(Excerpts from article by Rukmini S, The Hindu, December 19, 2014)
The beginning of a new conversation on women is welcome, but this two-year focus on rape as the key indicator of women’s status in India has been both statistically faulty and counterproductive.
Where does India actually stand in global comparison? India is placed 85th among 121 countries for reported rape, and 39th among 99 countries for unreported rape.
Both sets of statistics together place India towards the middle to lower end of the global scale of sexual violence. Yet, for the last two years, the rhetoric around rape in India has not reflected this.
None of this is to say that sexual violence is not a problem in India, or that there are “acceptable levels” of rape. Moreover, sexual violence statistics mask the level of sexual threat and resulting insecurity that are constant companions for women on Indian streets, even when they do not result in violent rape.
However, this statistically faulty focus on rape has led to both a misdiagnosis and a worsening of India’s real problem when it comes to women: autonomy. Just one in five women has her name on her house’s papers and four out of five need permission to visit a doctor, the India Human Development Survey revealed. Just one in five women is in the workforce, making India’s workforce one of the most gender-biased in the world.
Part of the reason India’s official sexual violence statistics are low is this lack of female autonomy. With rape within marriages not considered a crime in India, and the vast majority of women over the age of 15 being married, police statistics only represent that small proportion of sexual violence that occurs outside of the marital relationship.

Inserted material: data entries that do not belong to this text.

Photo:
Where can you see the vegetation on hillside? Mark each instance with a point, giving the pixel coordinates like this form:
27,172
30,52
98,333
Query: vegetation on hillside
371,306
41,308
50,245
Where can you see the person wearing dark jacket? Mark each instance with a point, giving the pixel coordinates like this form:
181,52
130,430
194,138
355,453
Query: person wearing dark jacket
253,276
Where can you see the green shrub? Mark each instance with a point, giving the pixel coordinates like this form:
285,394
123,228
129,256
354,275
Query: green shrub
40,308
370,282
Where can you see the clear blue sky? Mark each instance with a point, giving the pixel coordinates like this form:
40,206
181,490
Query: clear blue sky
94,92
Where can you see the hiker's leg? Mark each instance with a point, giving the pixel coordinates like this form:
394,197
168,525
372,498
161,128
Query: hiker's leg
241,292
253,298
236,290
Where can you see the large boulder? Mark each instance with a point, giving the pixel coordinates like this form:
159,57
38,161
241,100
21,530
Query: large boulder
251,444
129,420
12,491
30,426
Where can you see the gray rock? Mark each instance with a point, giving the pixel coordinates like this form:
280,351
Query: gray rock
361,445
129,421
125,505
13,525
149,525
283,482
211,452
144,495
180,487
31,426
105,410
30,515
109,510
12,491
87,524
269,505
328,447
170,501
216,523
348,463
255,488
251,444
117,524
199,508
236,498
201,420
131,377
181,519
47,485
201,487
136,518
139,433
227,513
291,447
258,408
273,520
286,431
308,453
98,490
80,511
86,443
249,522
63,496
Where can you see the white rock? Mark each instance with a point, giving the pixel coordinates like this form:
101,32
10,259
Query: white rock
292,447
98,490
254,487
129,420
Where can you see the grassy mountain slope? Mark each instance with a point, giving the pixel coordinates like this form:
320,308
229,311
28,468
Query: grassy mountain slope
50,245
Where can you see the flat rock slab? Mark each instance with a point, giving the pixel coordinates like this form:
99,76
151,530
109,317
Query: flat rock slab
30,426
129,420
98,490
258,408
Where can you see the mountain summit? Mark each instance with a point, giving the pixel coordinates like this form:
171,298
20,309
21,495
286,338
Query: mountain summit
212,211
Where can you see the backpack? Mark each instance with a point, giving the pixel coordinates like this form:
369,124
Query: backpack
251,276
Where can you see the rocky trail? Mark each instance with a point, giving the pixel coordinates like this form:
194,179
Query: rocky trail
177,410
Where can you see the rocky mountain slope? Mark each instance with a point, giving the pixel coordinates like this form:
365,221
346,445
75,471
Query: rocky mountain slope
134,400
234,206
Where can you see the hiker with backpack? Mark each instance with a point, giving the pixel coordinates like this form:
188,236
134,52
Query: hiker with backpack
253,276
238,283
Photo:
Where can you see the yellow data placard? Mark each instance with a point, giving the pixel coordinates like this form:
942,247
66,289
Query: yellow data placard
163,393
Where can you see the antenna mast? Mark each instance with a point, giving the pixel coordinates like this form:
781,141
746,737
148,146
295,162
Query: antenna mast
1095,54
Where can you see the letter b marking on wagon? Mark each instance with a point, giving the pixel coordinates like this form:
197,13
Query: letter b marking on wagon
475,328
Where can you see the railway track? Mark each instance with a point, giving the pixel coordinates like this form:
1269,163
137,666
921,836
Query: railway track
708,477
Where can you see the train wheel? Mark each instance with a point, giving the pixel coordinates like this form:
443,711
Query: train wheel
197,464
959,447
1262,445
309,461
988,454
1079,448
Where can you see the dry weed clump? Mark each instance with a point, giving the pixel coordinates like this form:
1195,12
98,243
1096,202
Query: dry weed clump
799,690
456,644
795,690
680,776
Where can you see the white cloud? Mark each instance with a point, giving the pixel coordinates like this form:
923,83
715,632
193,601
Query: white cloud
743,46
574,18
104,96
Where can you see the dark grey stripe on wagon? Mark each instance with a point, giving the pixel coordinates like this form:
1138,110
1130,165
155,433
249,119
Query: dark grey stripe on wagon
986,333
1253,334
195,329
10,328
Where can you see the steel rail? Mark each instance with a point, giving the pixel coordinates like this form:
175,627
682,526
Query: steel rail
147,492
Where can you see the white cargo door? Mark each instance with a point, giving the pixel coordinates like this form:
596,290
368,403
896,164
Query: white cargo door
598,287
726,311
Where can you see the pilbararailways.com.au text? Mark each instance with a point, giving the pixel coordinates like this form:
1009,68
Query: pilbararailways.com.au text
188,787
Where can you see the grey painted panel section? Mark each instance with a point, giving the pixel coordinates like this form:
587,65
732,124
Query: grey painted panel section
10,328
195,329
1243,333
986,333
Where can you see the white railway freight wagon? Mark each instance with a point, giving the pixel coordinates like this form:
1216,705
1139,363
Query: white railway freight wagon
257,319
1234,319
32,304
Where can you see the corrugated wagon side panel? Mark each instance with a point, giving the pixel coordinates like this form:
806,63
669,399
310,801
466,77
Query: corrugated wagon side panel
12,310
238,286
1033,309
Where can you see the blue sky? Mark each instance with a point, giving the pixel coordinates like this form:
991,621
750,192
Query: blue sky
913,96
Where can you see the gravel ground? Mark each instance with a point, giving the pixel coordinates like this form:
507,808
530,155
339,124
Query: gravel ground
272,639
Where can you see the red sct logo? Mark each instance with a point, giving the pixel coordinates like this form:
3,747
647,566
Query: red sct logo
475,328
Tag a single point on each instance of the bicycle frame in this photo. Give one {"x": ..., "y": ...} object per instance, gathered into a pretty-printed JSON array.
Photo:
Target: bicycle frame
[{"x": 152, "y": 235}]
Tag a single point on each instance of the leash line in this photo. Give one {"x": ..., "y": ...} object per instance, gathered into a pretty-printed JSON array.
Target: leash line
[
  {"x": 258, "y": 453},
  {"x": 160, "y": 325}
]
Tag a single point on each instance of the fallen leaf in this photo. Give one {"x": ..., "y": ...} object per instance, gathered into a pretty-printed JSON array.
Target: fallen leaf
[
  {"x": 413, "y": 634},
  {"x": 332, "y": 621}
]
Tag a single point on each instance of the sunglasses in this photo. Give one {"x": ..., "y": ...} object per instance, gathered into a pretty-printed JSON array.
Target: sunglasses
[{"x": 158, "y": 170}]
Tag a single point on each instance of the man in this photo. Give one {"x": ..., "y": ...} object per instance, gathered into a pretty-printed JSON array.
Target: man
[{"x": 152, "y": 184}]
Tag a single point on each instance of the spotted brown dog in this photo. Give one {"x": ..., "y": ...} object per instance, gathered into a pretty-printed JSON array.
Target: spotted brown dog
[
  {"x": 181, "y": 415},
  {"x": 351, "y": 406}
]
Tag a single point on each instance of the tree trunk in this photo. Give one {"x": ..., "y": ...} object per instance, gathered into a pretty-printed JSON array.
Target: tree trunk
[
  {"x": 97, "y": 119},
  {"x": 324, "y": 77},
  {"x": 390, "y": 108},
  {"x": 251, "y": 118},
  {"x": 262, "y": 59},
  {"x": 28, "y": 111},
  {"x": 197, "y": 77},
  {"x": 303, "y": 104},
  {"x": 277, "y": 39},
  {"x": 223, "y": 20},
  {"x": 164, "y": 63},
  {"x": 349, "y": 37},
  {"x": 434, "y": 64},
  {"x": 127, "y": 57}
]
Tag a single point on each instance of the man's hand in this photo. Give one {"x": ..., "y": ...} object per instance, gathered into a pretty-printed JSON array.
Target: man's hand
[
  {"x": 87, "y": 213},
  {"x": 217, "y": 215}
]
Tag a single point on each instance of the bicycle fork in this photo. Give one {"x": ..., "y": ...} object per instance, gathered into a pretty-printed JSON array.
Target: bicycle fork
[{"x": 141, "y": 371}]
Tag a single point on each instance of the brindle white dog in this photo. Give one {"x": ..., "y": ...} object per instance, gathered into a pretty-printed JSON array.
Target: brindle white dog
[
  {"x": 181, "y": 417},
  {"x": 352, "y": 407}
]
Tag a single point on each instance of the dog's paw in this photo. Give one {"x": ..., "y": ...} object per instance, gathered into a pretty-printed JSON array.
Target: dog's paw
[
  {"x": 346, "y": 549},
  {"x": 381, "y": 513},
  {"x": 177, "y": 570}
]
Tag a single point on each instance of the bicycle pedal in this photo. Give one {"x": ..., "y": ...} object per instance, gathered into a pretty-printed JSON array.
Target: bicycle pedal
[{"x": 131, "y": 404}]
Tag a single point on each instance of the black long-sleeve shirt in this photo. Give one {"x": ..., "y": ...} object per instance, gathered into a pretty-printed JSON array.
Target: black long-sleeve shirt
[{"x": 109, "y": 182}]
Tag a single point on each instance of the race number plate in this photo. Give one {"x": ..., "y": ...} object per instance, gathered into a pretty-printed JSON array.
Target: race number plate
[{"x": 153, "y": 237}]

This lack of autonomy interacts with sexual violence statistics in one more key way. As The Hindu’s investigation of 543 judgements on rape in Delhi’s district courts showed earlier this year (“The many shades of rape cases in Delhi,” July 29), the largest part of what is classified as rape is actually parental criminalisation of consensual sexual relationships, often when it comes to inter-caste and inter-religious couples. Yet India’s official rape statistics are used as shorthand for a lack of public safety, not a lack of autonomy.
Women’s movement outside their marital homes, already restricted, is in danger of further shrinking in the face of the disproportionate focus on public sexual violence over the last two years. Instead of pushback against the curtailment of women’s freedoms, these are in fact being sacrificed at the altar of women’s safety: the promotion of toilets inside the house as a measure for women’s safety is just one example of this. On a reporting trip in Fatehpur district in Uttar Pradesh earlier this year, the male head of a rural household told me: “When my son got married, I built a toilet for my daughter-in-law. She is not to leave the house for anything — I don’t want her to leave the house to go to the toilet either.” This is a sentiment widely repeated and, moreover, rewarded by official policy.
If India is serious about allowing something substantive to emerge from the conversation that began two years ago, it needs two things. One, the recognition that the vast majority of sexual violence experienced by women is within marriages — 97.7 per cent of all sexual violence, as per the Demographic and Health Survey (DHS) used in the UN Women database, is perpetrated by husbands. Two, the acknowledgement that while sexual violence exists and every act is unacceptable and deserves prosecution, it isn’t at the epidemic levels that the last two years of reporting have implied.
What is epidemic is the culturally embedded restriction on women’s autonomy, across caste, class and religious groups. Addressing this might sometimes directly contradict what “women’s safety” might demand, but it is the right direction to go in, both statistically and morally.